Ich will nicht ergeben "dankbar sein" ... etwa für den Tod ? Gefolgt von einer Erklärung der "Erlösung" ? Im nächsten Schritt sprechen wir dann aufbäumend von "Gerechtigkeit" um uns darüber hinweg zu trösten, "das Liebe nicht ewig währt" ? Es ist doch aber das überwiegende Bestreben der Trauer, ganz persönlich festzuhalten und die Liebe (weiterhin) zu leben. Wenn denn "die Begleitung durch den/die Vorstorbenen auf dem gemeinsamen Weg beendet ist" - stünden Hinterbliebene abrupt noch ein zweites Mal ganz allein. Das ist so, als wenn man Jemandem die Pistole reicht, damit er sich erschiessen kann. Ich möchte da keinen situativen Sadismus unterstellen. Darum ziehe ich mich auf die Geschlechterrolle zurück und erkläre mir die Haltung durch einfach gänzlich unterschiedliche Trauermuster.

@ hermann
> In einem anderen Beitrag habe ich von Lebensmüdigkeit gesprochen.

ich las Deine "Bilanz" und danach diesen Beitrag als thematische Fortsetzung. Im ersten Beitrag äussertest Du, Deine Angehörigen lebten bereits ihr Leben und Du seiest quasi "über". Danach hier die Sinnfrage nach Deinem weiteren Überleben.

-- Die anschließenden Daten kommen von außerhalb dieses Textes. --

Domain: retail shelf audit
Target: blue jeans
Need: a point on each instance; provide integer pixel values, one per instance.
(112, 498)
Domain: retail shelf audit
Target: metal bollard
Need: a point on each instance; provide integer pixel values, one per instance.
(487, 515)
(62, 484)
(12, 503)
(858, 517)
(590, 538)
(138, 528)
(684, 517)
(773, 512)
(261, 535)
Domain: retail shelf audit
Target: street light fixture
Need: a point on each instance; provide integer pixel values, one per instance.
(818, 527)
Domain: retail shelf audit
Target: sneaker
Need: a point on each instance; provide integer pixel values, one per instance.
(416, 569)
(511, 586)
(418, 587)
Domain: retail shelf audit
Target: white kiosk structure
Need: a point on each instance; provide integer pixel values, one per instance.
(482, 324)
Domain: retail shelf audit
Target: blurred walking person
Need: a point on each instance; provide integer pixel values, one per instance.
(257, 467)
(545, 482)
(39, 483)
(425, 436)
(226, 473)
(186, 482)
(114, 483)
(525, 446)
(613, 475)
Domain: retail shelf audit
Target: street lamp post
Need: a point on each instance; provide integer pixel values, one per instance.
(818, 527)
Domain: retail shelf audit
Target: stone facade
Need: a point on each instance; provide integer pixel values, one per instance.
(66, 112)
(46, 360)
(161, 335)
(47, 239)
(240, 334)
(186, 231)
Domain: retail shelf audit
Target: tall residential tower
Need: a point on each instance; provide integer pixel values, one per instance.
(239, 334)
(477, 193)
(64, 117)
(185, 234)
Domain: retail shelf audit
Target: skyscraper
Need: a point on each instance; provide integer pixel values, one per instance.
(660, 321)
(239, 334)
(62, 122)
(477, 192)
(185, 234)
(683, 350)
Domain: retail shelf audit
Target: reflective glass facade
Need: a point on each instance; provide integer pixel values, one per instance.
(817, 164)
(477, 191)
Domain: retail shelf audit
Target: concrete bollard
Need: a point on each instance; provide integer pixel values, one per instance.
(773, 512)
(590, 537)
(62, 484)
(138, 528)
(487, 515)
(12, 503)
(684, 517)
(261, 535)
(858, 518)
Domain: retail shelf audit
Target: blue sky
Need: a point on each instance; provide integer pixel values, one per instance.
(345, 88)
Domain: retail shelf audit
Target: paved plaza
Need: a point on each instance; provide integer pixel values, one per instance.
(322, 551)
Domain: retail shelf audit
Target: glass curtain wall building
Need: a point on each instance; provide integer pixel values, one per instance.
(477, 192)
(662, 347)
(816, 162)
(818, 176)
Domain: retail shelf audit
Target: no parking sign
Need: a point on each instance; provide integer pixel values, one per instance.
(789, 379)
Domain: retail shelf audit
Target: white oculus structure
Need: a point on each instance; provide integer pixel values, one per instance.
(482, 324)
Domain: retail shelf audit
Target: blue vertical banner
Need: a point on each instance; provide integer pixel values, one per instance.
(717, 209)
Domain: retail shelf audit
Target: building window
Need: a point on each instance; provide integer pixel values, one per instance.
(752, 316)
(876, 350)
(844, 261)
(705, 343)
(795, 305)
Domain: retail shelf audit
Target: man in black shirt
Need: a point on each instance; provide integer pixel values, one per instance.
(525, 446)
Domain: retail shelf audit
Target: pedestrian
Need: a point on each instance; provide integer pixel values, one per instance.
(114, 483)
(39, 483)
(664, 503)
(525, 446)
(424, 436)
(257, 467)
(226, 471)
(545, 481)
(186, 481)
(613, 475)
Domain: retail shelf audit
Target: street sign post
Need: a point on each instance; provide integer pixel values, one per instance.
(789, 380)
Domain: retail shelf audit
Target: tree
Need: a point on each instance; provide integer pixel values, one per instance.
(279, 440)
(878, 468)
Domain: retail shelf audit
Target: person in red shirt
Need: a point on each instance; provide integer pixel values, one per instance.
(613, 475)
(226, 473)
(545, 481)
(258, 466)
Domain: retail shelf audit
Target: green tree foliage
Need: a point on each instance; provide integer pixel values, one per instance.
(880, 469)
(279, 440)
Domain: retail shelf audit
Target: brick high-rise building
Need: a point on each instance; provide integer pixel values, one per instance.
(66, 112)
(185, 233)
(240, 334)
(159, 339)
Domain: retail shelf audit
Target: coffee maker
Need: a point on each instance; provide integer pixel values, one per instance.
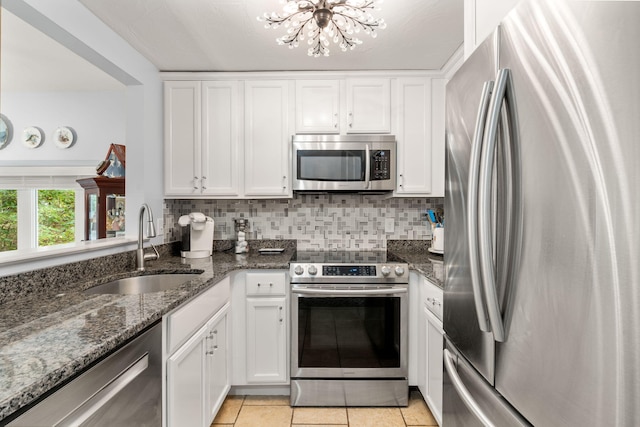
(241, 227)
(197, 235)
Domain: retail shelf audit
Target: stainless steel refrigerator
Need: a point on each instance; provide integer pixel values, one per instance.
(542, 287)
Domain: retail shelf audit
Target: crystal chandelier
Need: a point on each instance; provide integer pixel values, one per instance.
(320, 21)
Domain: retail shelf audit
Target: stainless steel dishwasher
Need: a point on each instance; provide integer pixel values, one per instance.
(125, 389)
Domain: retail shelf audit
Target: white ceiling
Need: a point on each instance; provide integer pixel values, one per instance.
(224, 35)
(32, 61)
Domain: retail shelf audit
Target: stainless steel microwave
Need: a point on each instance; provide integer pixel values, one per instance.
(348, 163)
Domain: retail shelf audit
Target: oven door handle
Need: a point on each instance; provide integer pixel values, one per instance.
(354, 292)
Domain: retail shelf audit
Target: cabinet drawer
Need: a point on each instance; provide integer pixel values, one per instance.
(266, 284)
(185, 320)
(433, 299)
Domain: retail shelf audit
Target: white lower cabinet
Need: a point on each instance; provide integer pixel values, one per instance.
(434, 364)
(430, 352)
(260, 344)
(216, 370)
(266, 340)
(196, 358)
(197, 377)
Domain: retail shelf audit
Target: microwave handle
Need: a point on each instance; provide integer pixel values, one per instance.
(367, 166)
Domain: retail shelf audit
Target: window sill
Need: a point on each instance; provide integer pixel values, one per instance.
(31, 259)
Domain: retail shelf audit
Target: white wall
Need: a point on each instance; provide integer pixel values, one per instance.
(481, 17)
(98, 119)
(71, 24)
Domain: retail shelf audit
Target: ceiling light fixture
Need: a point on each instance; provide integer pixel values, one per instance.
(321, 21)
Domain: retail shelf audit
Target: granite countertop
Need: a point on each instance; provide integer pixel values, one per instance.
(428, 264)
(47, 338)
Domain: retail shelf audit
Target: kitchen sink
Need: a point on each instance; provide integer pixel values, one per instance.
(142, 284)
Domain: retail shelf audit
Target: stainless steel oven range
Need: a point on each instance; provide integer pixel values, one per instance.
(349, 330)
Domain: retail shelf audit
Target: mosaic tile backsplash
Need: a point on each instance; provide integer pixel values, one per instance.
(317, 222)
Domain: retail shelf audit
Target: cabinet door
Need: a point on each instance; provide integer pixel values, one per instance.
(186, 383)
(267, 139)
(266, 340)
(368, 106)
(217, 373)
(182, 138)
(437, 136)
(221, 147)
(422, 351)
(317, 106)
(434, 365)
(414, 137)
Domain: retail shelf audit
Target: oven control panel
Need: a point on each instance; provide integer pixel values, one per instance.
(301, 272)
(348, 270)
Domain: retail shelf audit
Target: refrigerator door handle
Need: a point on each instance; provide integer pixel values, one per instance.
(472, 206)
(503, 81)
(462, 390)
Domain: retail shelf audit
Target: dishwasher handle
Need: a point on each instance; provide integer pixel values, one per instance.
(106, 393)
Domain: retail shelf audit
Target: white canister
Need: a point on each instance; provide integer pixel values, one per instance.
(437, 241)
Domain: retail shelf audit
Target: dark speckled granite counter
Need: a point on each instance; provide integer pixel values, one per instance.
(416, 254)
(50, 334)
(50, 331)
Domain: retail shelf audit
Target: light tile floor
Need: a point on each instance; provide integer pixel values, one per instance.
(274, 411)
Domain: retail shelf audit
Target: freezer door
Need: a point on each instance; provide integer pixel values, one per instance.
(461, 317)
(572, 347)
(469, 401)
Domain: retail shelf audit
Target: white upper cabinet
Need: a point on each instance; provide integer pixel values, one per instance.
(182, 130)
(231, 138)
(317, 106)
(420, 136)
(221, 147)
(368, 105)
(202, 146)
(267, 139)
(354, 105)
(414, 136)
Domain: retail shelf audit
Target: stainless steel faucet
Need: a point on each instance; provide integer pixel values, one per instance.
(141, 257)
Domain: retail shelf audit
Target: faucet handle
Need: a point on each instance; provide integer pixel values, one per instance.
(151, 257)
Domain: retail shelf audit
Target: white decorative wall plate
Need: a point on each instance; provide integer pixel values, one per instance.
(32, 137)
(64, 137)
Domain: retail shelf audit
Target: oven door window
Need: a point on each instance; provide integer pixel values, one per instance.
(331, 165)
(349, 332)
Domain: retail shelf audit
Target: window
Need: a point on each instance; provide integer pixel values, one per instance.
(56, 217)
(41, 207)
(8, 220)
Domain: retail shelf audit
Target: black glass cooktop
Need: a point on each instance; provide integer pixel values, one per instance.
(341, 257)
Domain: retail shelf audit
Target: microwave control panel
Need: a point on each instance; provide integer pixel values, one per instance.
(380, 165)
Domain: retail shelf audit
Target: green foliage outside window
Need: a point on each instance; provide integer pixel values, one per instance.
(56, 217)
(8, 220)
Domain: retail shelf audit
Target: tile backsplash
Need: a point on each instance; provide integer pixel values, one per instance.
(317, 222)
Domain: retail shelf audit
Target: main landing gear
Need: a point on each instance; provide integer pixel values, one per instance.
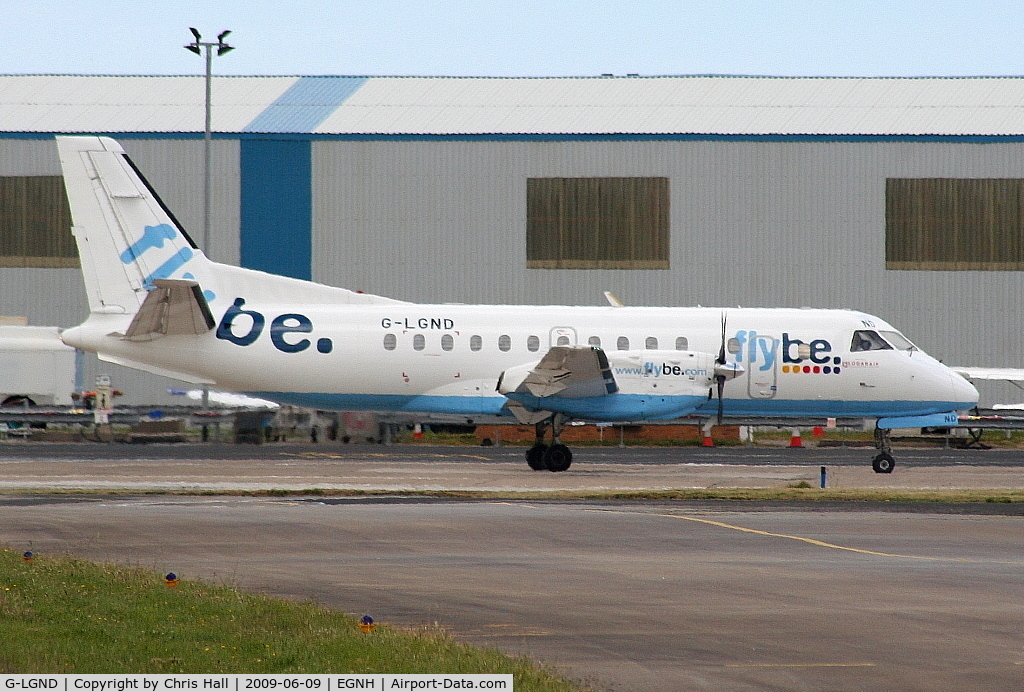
(555, 458)
(884, 462)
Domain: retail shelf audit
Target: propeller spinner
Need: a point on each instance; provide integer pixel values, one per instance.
(724, 371)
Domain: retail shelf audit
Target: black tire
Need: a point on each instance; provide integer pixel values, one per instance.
(535, 457)
(884, 463)
(558, 458)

"Schön, und jetzt mal ganz ruhig nochmal durchlesen", dachte ich. Du weisst schon, was Du damit - auch Dir - antust ? Auch hier bleibe ich dabei, Du kannst Euch beiden nur helfen, wenn Du bleibst und Eure Verbindung weiter lebst. In Deiner Bilanz fehlt ein ganz wesentlicher Teil. Ich kann mir nicht vorstellen, dass Du so ganz gefühllos durch Deine Angehörigen verabschiedet würdest. Du hast glaube ich eine Tochter (?).

Vieles Unterschwellige habe ich erst nach dem Tod kennen gelernt. Allein damit zu stehen, Kinder und Restfamilie, die sich der Teilnahme an Beerdigung und Gottesdienst verweigert, dazwischen vor der Tür zu stehen im Glauben, die Wohnung durchsuchen und ausräumen zu können. Dann die persönliche Habe auf der Straße vor dem Haus wieder zu finden, die "wertvollen" Dinge natürlich mitgenommen. Wie die Wölfe.

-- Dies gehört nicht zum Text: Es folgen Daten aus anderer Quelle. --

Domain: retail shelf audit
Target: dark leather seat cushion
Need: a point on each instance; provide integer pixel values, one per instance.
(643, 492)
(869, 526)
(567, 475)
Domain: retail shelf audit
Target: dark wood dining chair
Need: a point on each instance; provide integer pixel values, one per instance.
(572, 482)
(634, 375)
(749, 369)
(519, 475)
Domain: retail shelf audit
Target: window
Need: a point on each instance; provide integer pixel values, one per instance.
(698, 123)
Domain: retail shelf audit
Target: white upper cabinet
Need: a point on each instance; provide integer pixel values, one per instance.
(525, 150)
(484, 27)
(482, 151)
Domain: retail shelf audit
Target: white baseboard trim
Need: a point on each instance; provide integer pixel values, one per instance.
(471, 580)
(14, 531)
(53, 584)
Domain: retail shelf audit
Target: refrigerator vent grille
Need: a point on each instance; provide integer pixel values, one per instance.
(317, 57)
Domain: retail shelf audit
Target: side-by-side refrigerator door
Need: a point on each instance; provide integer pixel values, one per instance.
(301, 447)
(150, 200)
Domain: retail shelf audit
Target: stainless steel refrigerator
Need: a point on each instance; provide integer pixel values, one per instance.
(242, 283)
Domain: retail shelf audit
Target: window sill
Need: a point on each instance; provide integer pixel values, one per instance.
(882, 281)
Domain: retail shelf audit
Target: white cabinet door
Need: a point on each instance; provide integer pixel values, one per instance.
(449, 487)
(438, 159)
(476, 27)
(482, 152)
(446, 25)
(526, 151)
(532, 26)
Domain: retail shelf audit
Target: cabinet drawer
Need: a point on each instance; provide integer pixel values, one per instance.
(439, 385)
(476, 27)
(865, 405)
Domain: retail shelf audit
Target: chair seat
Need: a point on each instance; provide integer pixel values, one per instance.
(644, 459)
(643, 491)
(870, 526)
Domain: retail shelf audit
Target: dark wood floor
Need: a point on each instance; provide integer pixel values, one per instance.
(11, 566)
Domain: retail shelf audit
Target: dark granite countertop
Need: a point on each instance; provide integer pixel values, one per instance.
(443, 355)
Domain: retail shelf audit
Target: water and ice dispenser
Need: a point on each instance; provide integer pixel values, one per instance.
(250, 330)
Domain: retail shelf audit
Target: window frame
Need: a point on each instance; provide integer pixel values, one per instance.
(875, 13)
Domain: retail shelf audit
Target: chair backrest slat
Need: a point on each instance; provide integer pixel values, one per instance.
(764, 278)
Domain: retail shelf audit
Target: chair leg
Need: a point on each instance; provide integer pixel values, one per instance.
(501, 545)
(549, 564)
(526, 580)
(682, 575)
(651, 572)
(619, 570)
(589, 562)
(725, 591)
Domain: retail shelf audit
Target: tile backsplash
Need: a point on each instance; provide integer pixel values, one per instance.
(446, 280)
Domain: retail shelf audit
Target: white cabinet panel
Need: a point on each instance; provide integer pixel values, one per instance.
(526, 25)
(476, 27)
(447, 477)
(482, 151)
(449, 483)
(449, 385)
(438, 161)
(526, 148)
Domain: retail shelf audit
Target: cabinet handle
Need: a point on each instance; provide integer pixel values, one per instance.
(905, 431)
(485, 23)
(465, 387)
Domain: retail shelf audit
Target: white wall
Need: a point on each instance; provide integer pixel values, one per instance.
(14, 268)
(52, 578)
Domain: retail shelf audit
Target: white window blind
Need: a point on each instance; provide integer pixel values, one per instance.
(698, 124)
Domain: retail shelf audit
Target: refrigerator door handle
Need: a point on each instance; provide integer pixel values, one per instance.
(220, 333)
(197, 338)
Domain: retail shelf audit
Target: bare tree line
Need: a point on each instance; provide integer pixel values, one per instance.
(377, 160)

Denen habe ich aber auch zu verdanken, dass ich durch ihr Verhalten Trauer als "offenen Prozess" :-)) erlebt habe und gar nicht zur Ruhe kam, um zu grübeln.

Aber da gibt es am Rand noch einen Angehörigen, der uns sehr nahe steht, sich zurückgehalten hat und von dem ich weiss, dass es ihn sehr mitgenommen hat. Obwohl wir noch keine Gelegenheit für ein Gespräch hatten. Im Verhältnis 7:1 ist mir dieser eine Angehörige auch für meine Frau mehr Wert, als die 7. Die Hoffnung stirbt zuletzt und ich weiss, es wird zu einem Gespräch kommen, auf das ich mich bis dahin vorbereite.

Die Frage der begleiteten Sterbehilfe haben wir auch durch. Und ich weiss noch jedes Wort von ihr und jeden meiner Gedanken, sie davon abzubringen und mich nicht zu zwingen. Sinngemäss sagte ich damals, was dies für uns und mich zu bedeuten habe, wenn es uns nur wie bisher im Verbund gäbe. Wer sich um den Jüngsten kümmern solle. Und warum sie dieses Thema jetzt aufbrächte. Wir hatten gerade von den Onkologen die Nachricht, auf Grund der Blutwerte sei sie in gut 4 Wochen ausgeheilt.Der Turmor sei erheblich zurück gegangen, ggfs. müsse man eine Strahlentherapie zur Nachsorge überlegen. Ja, Achterbahn - fahren haben wir gelernt. Aber auch, dass wir nicht allein sind und dass es wertvolle Menschen gibt, die manchmal eben nicht in der ersten Reihe stehen.